Are you willing to offer up a view?
Thanks,
Mike
Bruce Levin says
What about distributions of assets out of a bypass trust on its termination after the death of the surviving spouse. Do the assets (stock and bonds) receive a stepped up basis on the death of the surviving spose or is the basis determined by the date the by pass trust purchased the assets and does that basis transfer to the transferee?
Michael Kitces says
Bruce,
Because bypass trust assets are not included in the estate of the (surviving spouse or any other) beneficiary, the trust assets never receive a step-up in basis.

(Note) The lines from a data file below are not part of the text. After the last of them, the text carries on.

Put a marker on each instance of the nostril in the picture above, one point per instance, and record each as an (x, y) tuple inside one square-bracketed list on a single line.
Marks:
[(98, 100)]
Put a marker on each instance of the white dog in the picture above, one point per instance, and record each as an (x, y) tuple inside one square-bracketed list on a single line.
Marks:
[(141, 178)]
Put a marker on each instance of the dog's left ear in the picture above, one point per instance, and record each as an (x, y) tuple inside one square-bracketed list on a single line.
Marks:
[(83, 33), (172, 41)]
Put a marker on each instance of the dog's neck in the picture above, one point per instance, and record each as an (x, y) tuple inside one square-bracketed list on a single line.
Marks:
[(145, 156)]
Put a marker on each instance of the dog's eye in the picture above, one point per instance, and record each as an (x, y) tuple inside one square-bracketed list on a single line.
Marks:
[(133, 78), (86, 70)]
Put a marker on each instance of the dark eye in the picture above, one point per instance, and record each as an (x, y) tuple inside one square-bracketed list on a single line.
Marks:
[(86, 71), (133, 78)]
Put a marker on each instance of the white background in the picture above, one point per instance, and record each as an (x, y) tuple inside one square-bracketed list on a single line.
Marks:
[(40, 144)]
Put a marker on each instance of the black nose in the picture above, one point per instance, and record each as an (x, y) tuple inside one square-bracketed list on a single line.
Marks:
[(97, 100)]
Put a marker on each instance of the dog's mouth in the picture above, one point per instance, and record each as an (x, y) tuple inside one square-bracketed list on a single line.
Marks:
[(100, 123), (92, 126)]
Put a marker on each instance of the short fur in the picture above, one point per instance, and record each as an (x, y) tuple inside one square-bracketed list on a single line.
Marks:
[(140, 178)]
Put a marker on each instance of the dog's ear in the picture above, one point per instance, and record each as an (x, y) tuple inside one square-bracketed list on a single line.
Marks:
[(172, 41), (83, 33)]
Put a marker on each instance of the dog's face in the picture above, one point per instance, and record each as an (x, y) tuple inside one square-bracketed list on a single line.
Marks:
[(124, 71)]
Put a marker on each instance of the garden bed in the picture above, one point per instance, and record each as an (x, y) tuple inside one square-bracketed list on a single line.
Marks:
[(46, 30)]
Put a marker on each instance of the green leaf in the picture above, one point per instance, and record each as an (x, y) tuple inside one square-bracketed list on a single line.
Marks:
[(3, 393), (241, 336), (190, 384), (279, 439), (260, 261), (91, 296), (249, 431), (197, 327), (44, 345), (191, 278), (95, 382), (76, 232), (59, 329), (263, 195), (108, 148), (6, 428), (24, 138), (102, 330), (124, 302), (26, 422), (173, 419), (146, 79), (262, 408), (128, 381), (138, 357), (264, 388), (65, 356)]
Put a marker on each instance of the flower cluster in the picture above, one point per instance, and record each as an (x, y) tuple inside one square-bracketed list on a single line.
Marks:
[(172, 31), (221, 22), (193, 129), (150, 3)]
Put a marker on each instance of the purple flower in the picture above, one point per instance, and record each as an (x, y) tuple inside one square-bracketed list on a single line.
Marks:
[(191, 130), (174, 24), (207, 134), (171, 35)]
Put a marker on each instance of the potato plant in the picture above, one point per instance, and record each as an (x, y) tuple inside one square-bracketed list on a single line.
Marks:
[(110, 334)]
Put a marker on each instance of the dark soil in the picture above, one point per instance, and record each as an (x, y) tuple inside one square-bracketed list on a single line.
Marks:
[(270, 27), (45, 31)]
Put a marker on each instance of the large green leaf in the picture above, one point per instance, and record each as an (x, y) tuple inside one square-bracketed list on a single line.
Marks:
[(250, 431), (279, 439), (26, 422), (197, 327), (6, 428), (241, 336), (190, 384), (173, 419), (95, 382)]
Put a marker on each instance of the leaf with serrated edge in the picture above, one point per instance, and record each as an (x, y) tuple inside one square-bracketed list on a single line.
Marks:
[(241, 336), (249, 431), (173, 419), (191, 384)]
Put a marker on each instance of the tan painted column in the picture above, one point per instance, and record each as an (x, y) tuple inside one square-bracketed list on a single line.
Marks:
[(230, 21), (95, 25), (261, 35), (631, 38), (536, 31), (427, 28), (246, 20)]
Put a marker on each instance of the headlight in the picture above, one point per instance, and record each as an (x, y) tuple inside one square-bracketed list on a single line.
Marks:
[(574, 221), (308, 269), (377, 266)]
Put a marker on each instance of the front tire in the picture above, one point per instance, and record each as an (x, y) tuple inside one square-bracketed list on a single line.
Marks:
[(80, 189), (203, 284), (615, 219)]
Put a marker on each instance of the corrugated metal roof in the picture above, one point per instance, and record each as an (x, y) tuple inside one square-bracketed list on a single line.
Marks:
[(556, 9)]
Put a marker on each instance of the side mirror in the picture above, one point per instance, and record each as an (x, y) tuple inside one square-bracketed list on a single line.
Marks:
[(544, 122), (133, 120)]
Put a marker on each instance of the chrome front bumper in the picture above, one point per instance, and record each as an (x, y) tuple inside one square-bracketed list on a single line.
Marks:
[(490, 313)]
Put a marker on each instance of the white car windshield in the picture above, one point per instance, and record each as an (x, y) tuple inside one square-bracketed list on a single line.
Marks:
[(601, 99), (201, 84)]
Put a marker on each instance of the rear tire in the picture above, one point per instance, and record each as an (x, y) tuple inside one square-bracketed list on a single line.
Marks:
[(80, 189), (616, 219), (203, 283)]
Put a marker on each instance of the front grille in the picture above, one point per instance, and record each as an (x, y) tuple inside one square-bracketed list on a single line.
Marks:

If the bypass trust distributes after the death of the surviving spouse, the cost basis will (still) be whatever the cost basis was for the trust itself when it acquired those assets.
– Michael
MikeG says
That is true. I would add as well that no matter how much those assets grow in the future while in the trust, they will not be subject to future estate tax. So for example, if $5 million in assets are placed in the trust (assume personal estate tax exemption at least $5 million at time assets are placed in the trust) and those assets subsequently climb to $20 million, the $15 million increase is free of estate tax. That would not be true under portability,
However, the unrealized appreciation in the value of the trust assets during the time the assets were housed in the trust would be subject to capital gains taxes.
dfsterling says
My comments are merely intended to forestall the natural inclination to “make assumptions” about tax basis rules and planning considerations regarding bypass trusts.
Michael’s reply is generally on point; however, there are distinguishing considerations to his response. It is important to consider the question from two perspectives; “pre” and “post” trust termination. The reality is that a host of options exist to address the lack of step-up in basis predicament of bypass trusts. (I am confident that Michael is aware of this.) Thus, there are occasions when step-up in basis can be pursued and achieved with bypass trusts.
However, trust termination and distribution operations generally preclude basis-step up strategies that might otherwise be available prior to trust termination. Stating the obvious; throw annuities into the “mix” of bypass trust owned assets and the “law of unintended (and for most) unforeseesable consequences” is in full play. — David F. Sterling, Esq., Consultant
patyan2001 says
Hi Michael,
I was searching the internet for a bypass-trust-tax-related question and saw this post. I have an additional question. If a Bypass trust defines that the income will be distributed to the beneficiary, does the distributed income/loss simply combine with the beneficiary’s income for tax purposes? Here I am using some numbers to clarify my question:
Assume that the Bypass trust’s stock account has the following outcomes:
Long-term gain: $10,000
Short-term gain: $10,000
Short-term loss: $20,000
and the beneficiary’s own stock account has the following outcomes:
Short-term gain: $10,000
My question is, can the short-term loss (20,000) in the Bypass trust to be used to offset both the short-term loss in the Bypass account and in the beneficiary’s own stock account? Or can it only offset the gains (long or short) in the Bypass account? In other words, does the beneficiary pay long- or short-term gain for the $10,000 net gain? Vice versa, can a beneficiary’s own stock account loss offset the Bypass account’s gain?